Sus manos se engarfiaron como garras de codicia, y sus ojos nos miraron, atravesándonos.
—¡Oro sin límites! El oro que mueve las manos de los señores, el oro de las arcas sin fondo, el metal que se funde y que brilla, vale más que las palabras, que las miradas de los niños, que la sed o el hambre, que el agua o la tierra, que los ancestros, los actos y los dichos, la memoria o el amor… La espada de Dios, malversada, segó las cabezas de mis corderos y vi mi rebaño hecho sangre…
—Callad… —aquel susurro había crecido y ahora se repetía; sólo al repetirse fue capaz de sacarnos de aquella visión atroz y todopoderosa, de aquel apocalipsis que emanaba por sus ojos, de su gesto infalible, de la vivida e inabarcable potencia de su memoria—. Callad… ¡no mancilléis el nombre santo y devotísimo de Arnauld de Goth! —ordenó Girárd. Se aproximó a la mole de Remigio, y se enfrentó, crispado, recurriendo a todas sus fuerzas—. Callad de una vez… ¿cómo podéis… atreveros… a poner en duda las palabras y acciones de los Padres de la Iglesia, del Concilio, del gran Arnauld? ¡Hereje! —escupió, y su voz fue discordante como el canto de un sapo junto a aquella voz, cuyo torrente retumbaba en las bóvedas dentadas de su tenebroso templo, apartado en la orilla del tiempo—. Castigaos de una vez, libraos de esa locura. Vuelve en ti y deja el mal camino, oh, el mal camino que te lleva a las más profundas tinieblas…
Remigio se volvió hacia él y lo apresó por los hombros, sin miedo alguno, poseído por la verdad de sus recuerdos, quizá, por una fuerza que le era consustancial e inexorable, y por primera vez en todo aquel tiempo Girárd, el severo, el pilar más fuerte de la misión, me pareció una simple asta que apenas podría sostenerse bajo el peso de aquellas manos.

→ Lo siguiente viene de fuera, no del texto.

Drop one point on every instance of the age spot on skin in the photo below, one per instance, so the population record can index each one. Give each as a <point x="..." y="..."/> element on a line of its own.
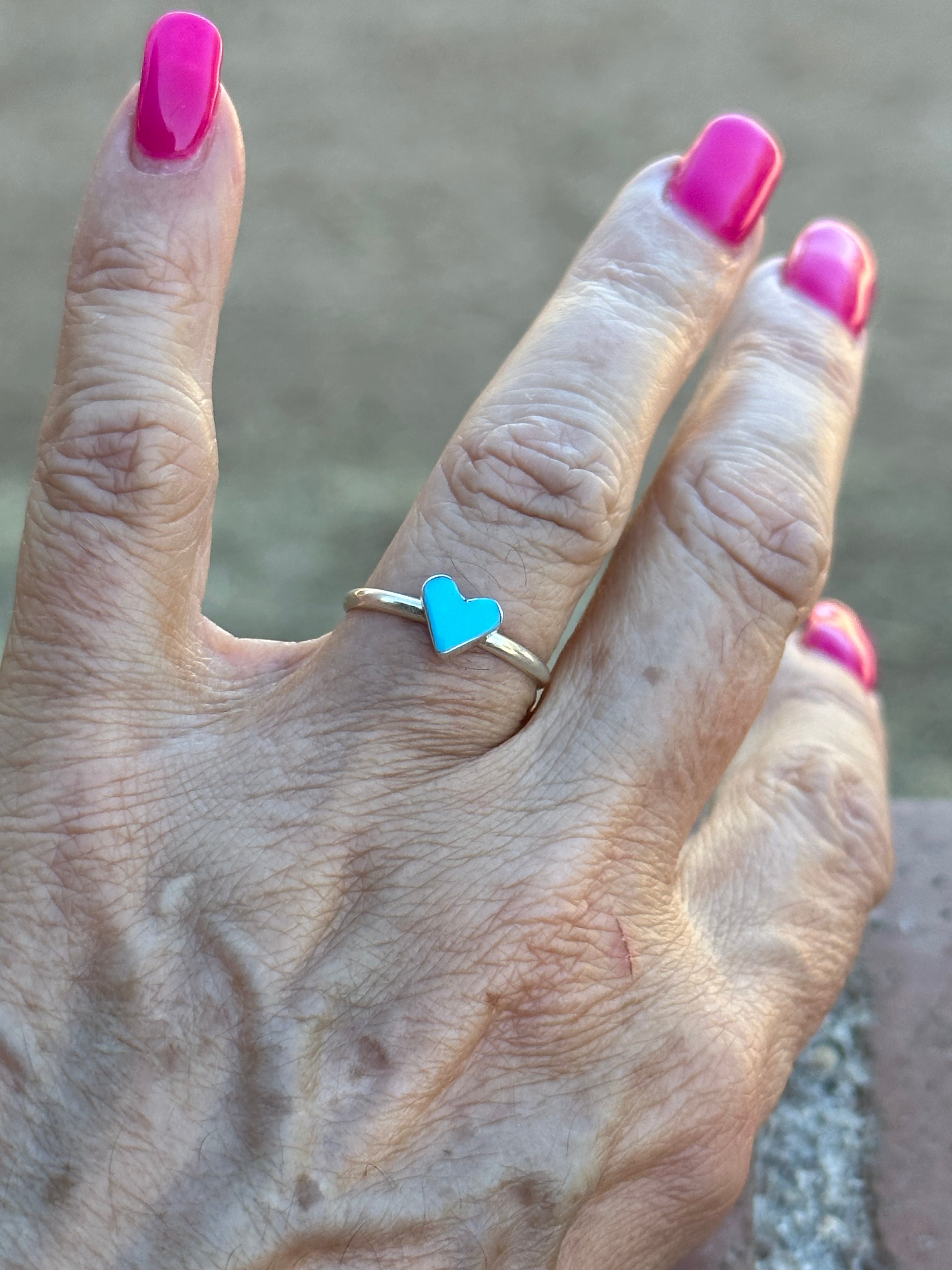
<point x="371" y="1057"/>
<point x="59" y="1187"/>
<point x="306" y="1192"/>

—La matanza de Cannstatt, eso es lo que recuerdo… dictada a traición por el consejo de Arnauld de Goth, y que sobre su alma pese ese gran pecado. Yo fui el que los condujo allí. Durante años, tras ser enviado por los francos, trabajé para evangelizar y pacificar a los alamanes, para acercarlos a los francos y al mensaje de Dios… Pero no, eso no bastaba para Carlomán; el hermano del rey deseaba el poder, la propiedad, la anexión sin concesiones, y para ello era necesario atraerlos a traición, y matarlos. Fueron bautizados al cristianismo con un baño de sangre… Y eso se hizo con el consentimiento de cuantos altos cargos de la Iglesia estaban presentes en las sedes del Concilio Germánico, quien me atrajo, me premió y me prometió el avance de la evangelización…
—¡Mentira! —rugió, iracundo, Girárd. Una sombra se movió a sus pies—. ¡Mentira…! Los alamanes sólo eran salvajes, sólo eran una amenaza para la evangelización, se rebelaron…
—Me dais tanta pena…, ¿quién logró engañaros de ese modo, hasta borrar toda luz de vuestra razón? Hasta la más profunda de vuestras entrañas está teñida por la bilis de la falsedad…
—¡Apartaos! —Girárd se sacudió, como un animal se sacude de las fauces de un depredador; dio un paso atrás y pareció crecerse, respirando entrecortadamente.
Alfredo se aproximó a él.
Fue casi imperceptible, pero lo vi. Entonces Ebo retrocedió, Ansgar insistió y Alfredo puso su mano en el hombro de Girárd. Sentí que la mano que me había guiado hasta aquellas tinieblas me abandonaba. La escasa luz pareció decrecer, y no sabría decir cuánto duró aquel duelo.
—No hay remedio para la herejía… —susurró Girárd—. No lo hay. Jamás os creí capaz de escuchar si quiera las palabras de quienes sólo desearon vuestra salvación. Ahora lo veo claro. Tan claro como veis esos designios, yo veo los de la misión; no se equivocaban.
—Ate el miedo al cobarde a la amenaza de la muerte —respondió la voluptuosa voz de Remigio.